This list contains only the countries for which job offers have been published in the selected language (e.g., in the French version, only job offers written in French are displayed, and in the English version, only those in English).
About the Role: Partners with stakeholders and leads team efforts to build and maintain Machine Learning backend services and solutions to support user-facing products, downstream services, or infrastructure tools and platforms used across Uber.
Job Responsibility:
Partners with stakeholders and leads team efforts to build and maintain Machine Learning backend services and solutions to support user-facing products, downstream services, or infrastructure tools and platforms used across Uber
Design and build tools to empower production teams to innovate and productionize state-of-the-art deep learning models at Uber
Develop and maintain scalable, end-to-end deep learning training systems and frameworks
Ensure distributed training tools are reliable, efficient, flexible to use for new production use cases
Collaborate with cross-functional teams including machine learning engineers, backend engineers, data scientists, and data engineers to deliver robust ML solutions for Uber
Requirements:
Master in relevant fields (CS, EE, Math, Stats, etc.) AND 6-years full-time Software Engineering work experience in deep learning
Proficiency in Python and PyTorch
Expertise in designing, debugging, and optimizing distributed deep learning systems
Working experience of distributed training in PyTorch at Scale (e.g., data parallelism, model parallelism)

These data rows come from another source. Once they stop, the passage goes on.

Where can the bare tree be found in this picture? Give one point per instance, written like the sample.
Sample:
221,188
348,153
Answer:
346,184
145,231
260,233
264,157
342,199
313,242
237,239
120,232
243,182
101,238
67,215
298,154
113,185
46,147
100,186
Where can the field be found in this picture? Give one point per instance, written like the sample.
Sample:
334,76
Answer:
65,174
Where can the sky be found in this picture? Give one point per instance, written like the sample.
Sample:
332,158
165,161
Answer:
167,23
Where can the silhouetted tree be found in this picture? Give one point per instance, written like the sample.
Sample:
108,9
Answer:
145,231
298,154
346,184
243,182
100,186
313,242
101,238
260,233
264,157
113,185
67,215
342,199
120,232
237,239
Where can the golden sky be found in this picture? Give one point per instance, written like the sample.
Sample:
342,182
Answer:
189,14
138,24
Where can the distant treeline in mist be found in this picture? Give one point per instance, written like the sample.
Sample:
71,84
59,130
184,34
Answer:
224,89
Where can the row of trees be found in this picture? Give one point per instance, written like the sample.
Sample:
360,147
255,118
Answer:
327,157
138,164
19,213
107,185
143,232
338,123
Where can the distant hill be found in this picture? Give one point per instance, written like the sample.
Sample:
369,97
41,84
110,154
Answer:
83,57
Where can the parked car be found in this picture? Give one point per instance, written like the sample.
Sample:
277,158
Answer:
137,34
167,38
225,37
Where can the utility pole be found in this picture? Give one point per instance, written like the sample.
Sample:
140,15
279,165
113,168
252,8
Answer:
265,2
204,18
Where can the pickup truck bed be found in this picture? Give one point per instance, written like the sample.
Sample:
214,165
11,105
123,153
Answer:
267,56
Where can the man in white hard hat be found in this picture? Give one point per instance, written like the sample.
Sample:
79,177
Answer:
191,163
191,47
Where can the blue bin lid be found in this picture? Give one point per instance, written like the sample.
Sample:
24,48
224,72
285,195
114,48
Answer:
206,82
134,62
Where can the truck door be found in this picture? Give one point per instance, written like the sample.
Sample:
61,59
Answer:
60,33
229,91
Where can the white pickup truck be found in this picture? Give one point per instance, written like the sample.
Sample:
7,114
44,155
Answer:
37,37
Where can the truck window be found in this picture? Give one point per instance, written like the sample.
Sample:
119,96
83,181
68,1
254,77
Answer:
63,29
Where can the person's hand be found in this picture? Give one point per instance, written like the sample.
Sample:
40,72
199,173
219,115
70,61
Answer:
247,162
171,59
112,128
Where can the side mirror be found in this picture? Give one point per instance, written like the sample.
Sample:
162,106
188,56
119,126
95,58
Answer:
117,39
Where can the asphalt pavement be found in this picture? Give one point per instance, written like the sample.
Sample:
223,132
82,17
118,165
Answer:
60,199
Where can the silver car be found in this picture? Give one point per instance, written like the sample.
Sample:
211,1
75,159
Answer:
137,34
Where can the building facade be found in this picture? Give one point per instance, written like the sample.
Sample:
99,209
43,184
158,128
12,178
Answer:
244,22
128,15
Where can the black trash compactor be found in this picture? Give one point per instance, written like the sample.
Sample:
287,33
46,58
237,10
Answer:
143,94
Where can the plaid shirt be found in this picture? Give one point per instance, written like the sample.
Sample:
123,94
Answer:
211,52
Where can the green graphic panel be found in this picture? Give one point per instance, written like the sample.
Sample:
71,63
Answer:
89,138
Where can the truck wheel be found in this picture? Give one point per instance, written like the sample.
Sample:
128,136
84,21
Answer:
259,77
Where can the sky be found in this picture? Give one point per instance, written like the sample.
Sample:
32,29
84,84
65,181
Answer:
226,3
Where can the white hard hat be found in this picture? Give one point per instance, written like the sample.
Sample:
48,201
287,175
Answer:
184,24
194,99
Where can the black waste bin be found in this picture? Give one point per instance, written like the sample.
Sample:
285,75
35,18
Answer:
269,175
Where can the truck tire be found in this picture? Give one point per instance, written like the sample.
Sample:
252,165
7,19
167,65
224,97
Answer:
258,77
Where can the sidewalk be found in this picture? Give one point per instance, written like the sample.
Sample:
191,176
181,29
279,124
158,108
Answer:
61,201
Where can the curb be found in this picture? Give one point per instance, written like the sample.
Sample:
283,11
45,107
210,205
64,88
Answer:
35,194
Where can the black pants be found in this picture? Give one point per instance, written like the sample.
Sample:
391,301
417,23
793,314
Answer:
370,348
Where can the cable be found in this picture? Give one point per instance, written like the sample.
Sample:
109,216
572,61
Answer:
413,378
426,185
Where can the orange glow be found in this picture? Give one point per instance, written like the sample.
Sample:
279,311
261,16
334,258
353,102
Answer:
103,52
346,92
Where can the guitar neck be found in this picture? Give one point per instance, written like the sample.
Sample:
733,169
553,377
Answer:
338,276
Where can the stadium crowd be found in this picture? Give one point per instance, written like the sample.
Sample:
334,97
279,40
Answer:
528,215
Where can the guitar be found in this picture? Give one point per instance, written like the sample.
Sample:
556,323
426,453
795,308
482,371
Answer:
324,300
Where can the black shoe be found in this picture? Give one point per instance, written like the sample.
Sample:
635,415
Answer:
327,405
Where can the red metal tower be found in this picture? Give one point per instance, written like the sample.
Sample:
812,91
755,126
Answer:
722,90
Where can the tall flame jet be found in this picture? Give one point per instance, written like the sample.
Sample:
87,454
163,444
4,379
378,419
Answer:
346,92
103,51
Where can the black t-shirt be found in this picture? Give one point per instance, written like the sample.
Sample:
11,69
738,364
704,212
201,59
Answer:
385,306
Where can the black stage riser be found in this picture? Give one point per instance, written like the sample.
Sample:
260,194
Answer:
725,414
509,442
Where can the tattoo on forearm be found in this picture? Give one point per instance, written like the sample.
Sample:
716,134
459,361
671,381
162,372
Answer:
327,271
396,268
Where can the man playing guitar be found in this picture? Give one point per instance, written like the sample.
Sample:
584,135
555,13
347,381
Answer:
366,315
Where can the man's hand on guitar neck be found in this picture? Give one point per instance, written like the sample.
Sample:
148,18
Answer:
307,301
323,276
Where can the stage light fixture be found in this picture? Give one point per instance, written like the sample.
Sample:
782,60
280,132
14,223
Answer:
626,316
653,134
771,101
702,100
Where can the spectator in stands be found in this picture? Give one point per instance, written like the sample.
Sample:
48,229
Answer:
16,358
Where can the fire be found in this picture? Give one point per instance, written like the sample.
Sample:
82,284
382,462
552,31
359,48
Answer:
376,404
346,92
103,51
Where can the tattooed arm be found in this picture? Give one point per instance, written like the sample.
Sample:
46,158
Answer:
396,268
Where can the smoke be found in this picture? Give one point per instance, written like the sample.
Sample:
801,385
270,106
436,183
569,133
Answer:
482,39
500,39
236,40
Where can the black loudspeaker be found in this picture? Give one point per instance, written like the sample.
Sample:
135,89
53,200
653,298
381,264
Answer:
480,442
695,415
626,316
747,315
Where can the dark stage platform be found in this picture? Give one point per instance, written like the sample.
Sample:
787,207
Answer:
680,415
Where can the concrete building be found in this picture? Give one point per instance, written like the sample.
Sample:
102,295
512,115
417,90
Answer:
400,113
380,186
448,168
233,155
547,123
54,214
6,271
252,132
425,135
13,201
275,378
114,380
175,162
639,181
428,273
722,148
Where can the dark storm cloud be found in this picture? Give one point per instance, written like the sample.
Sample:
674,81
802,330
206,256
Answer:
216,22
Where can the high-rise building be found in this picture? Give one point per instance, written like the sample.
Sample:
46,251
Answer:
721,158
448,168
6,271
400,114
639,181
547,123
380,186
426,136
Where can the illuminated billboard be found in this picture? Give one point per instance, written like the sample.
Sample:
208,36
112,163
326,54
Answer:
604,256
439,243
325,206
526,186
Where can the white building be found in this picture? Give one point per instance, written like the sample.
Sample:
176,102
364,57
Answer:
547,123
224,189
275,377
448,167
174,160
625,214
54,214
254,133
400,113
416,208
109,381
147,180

Strong ability to translate complex DL requirements and problems into scalable solutions
Nice to have:
Expertise in distributed training frameworks such as DDP, DeepSpeed, FSDP, or TorchRec
Familiarity with C++, Go or CUDA programming
Expertise in optimizing GPU/TPU training performance and data loading efficiency
Familiarity with large-scale distributed infrastructure tools like Ray, OpenAI Triton, PyTorch Lightning
Built and deployed end-to-end machine learning systems in production
Experience training large models (10B+ parameters), such as large recommendation systems or large language models (LLMs)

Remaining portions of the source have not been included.